One thing that was difficult for me, on a daily basis, was to travel around all day and only see people of an extremely light complexion on billboards and posters. Pondicherry is located near the equator so the people living there have a dark complexion. It bothered me seeing that the people on billboards were not an accurate representation of the population actually living there and I wondered how it affected them. When I learned that some women in India bleached their skin in an effort to become more attractive I was hurt, but then seeing an actual advertisement for melanin vanishing cream in the store disgusted me. I realized that this idea that the lighter you are, the more attractive you are isn’t just something that exists in the United States but has infected the rest of the world as well.
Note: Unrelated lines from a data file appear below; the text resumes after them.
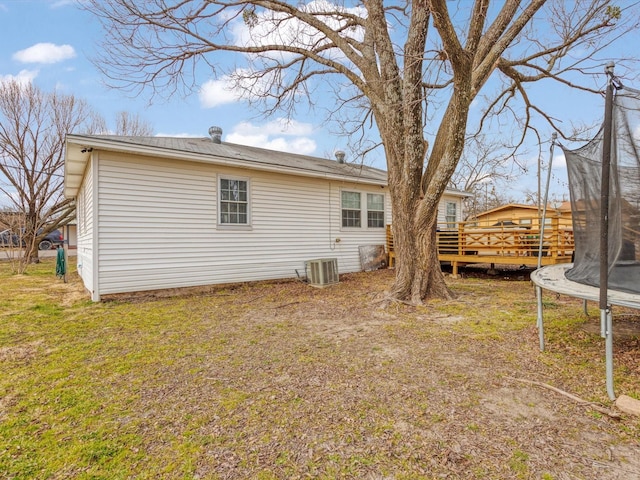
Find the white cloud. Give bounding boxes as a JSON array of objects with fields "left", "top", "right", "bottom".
[
  {"left": 13, "top": 43, "right": 76, "bottom": 63},
  {"left": 0, "top": 70, "right": 38, "bottom": 85},
  {"left": 198, "top": 76, "right": 242, "bottom": 108},
  {"left": 232, "top": 0, "right": 367, "bottom": 65},
  {"left": 224, "top": 118, "right": 317, "bottom": 155}
]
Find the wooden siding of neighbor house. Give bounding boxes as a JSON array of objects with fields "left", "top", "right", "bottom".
[
  {"left": 76, "top": 161, "right": 96, "bottom": 299},
  {"left": 92, "top": 152, "right": 390, "bottom": 297}
]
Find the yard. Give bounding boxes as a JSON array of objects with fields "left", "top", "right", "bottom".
[{"left": 0, "top": 259, "right": 640, "bottom": 480}]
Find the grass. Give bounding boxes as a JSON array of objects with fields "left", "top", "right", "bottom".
[{"left": 0, "top": 260, "right": 640, "bottom": 479}]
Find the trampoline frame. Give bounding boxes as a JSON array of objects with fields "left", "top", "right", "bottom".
[{"left": 531, "top": 263, "right": 640, "bottom": 400}]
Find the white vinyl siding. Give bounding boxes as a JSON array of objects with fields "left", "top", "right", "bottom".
[
  {"left": 76, "top": 161, "right": 95, "bottom": 296},
  {"left": 89, "top": 152, "right": 388, "bottom": 294}
]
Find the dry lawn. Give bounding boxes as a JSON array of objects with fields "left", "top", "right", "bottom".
[{"left": 0, "top": 262, "right": 640, "bottom": 480}]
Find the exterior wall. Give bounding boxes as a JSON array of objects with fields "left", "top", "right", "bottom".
[
  {"left": 92, "top": 152, "right": 390, "bottom": 299},
  {"left": 76, "top": 156, "right": 95, "bottom": 298}
]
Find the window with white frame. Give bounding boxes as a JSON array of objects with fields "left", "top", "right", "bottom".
[
  {"left": 445, "top": 202, "right": 458, "bottom": 228},
  {"left": 367, "top": 193, "right": 384, "bottom": 228},
  {"left": 342, "top": 190, "right": 362, "bottom": 228},
  {"left": 218, "top": 177, "right": 249, "bottom": 225}
]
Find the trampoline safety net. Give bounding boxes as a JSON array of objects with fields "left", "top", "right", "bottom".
[{"left": 563, "top": 88, "right": 640, "bottom": 294}]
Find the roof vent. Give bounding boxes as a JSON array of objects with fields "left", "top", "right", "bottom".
[{"left": 209, "top": 127, "right": 222, "bottom": 143}]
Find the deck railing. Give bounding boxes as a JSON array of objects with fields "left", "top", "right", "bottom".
[
  {"left": 387, "top": 218, "right": 574, "bottom": 266},
  {"left": 437, "top": 218, "right": 574, "bottom": 257}
]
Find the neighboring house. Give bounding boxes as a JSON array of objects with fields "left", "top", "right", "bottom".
[
  {"left": 438, "top": 189, "right": 473, "bottom": 230},
  {"left": 467, "top": 202, "right": 571, "bottom": 228}
]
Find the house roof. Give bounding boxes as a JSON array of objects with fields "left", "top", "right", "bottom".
[
  {"left": 64, "top": 134, "right": 387, "bottom": 197},
  {"left": 64, "top": 134, "right": 470, "bottom": 198}
]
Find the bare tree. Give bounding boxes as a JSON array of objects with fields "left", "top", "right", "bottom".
[
  {"left": 449, "top": 134, "right": 521, "bottom": 219},
  {"left": 0, "top": 81, "right": 94, "bottom": 272},
  {"left": 84, "top": 0, "right": 638, "bottom": 303}
]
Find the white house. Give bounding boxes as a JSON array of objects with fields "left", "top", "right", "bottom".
[{"left": 64, "top": 132, "right": 470, "bottom": 301}]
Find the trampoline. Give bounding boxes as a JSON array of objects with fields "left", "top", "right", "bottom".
[{"left": 531, "top": 64, "right": 640, "bottom": 400}]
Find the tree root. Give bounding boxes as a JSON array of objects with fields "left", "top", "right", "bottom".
[{"left": 506, "top": 377, "right": 621, "bottom": 420}]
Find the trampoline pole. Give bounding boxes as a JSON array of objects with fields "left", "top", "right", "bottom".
[
  {"left": 536, "top": 285, "right": 544, "bottom": 352},
  {"left": 599, "top": 62, "right": 616, "bottom": 400},
  {"left": 538, "top": 132, "right": 558, "bottom": 268},
  {"left": 600, "top": 308, "right": 616, "bottom": 400}
]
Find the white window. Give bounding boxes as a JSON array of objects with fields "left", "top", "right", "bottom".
[
  {"left": 445, "top": 202, "right": 458, "bottom": 228},
  {"left": 342, "top": 191, "right": 362, "bottom": 227},
  {"left": 367, "top": 193, "right": 384, "bottom": 228},
  {"left": 218, "top": 177, "right": 249, "bottom": 225}
]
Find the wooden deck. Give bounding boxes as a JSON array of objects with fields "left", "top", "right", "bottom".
[{"left": 387, "top": 218, "right": 574, "bottom": 276}]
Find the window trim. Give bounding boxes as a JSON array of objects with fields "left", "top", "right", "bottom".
[
  {"left": 338, "top": 188, "right": 388, "bottom": 232},
  {"left": 444, "top": 200, "right": 458, "bottom": 228},
  {"left": 365, "top": 192, "right": 387, "bottom": 230},
  {"left": 216, "top": 174, "right": 253, "bottom": 230}
]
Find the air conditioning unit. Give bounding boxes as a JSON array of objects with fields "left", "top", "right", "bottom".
[{"left": 306, "top": 258, "right": 340, "bottom": 287}]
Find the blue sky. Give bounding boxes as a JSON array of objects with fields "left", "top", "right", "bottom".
[{"left": 0, "top": 0, "right": 638, "bottom": 200}]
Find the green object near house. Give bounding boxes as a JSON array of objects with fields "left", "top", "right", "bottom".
[{"left": 56, "top": 247, "right": 67, "bottom": 278}]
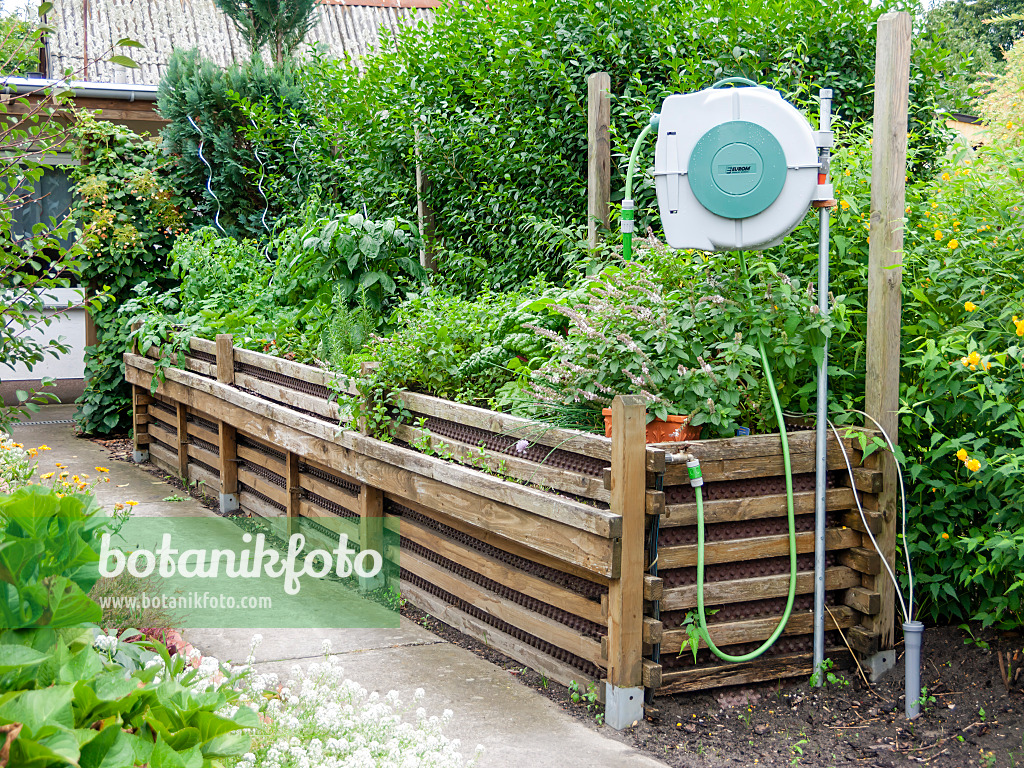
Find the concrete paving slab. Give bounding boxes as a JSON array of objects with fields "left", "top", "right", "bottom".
[
  {"left": 13, "top": 406, "right": 666, "bottom": 768},
  {"left": 259, "top": 642, "right": 666, "bottom": 768}
]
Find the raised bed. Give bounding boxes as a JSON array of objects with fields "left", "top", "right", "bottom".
[{"left": 125, "top": 337, "right": 882, "bottom": 716}]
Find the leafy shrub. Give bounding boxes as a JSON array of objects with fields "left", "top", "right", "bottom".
[
  {"left": 0, "top": 486, "right": 258, "bottom": 768},
  {"left": 158, "top": 50, "right": 311, "bottom": 237},
  {"left": 301, "top": 0, "right": 955, "bottom": 291},
  {"left": 518, "top": 239, "right": 842, "bottom": 435},
  {"left": 72, "top": 117, "right": 185, "bottom": 434}
]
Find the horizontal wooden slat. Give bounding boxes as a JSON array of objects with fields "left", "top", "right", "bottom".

Many of the experiences I had in India brought to light some of my Western privileges. I think that that’s something that can only happen to you by traveling out of the west and experiencing life from the other side of the world. Things like being able to use water that comes from out of the faucet or going to the doctor and getting a thorough examination were things that I was not only used to but took for granted. India has made me grateful for the resources that are available to me in the United States and has also showed me what kinds of privileges I have that I now need to work on ensuring that the rest of the world is getting. My trip to India has given me a different perspective, not just of the US and India but of the entire world around me. I now see that I am more connected to this earth and the people living on it than I had ever realized.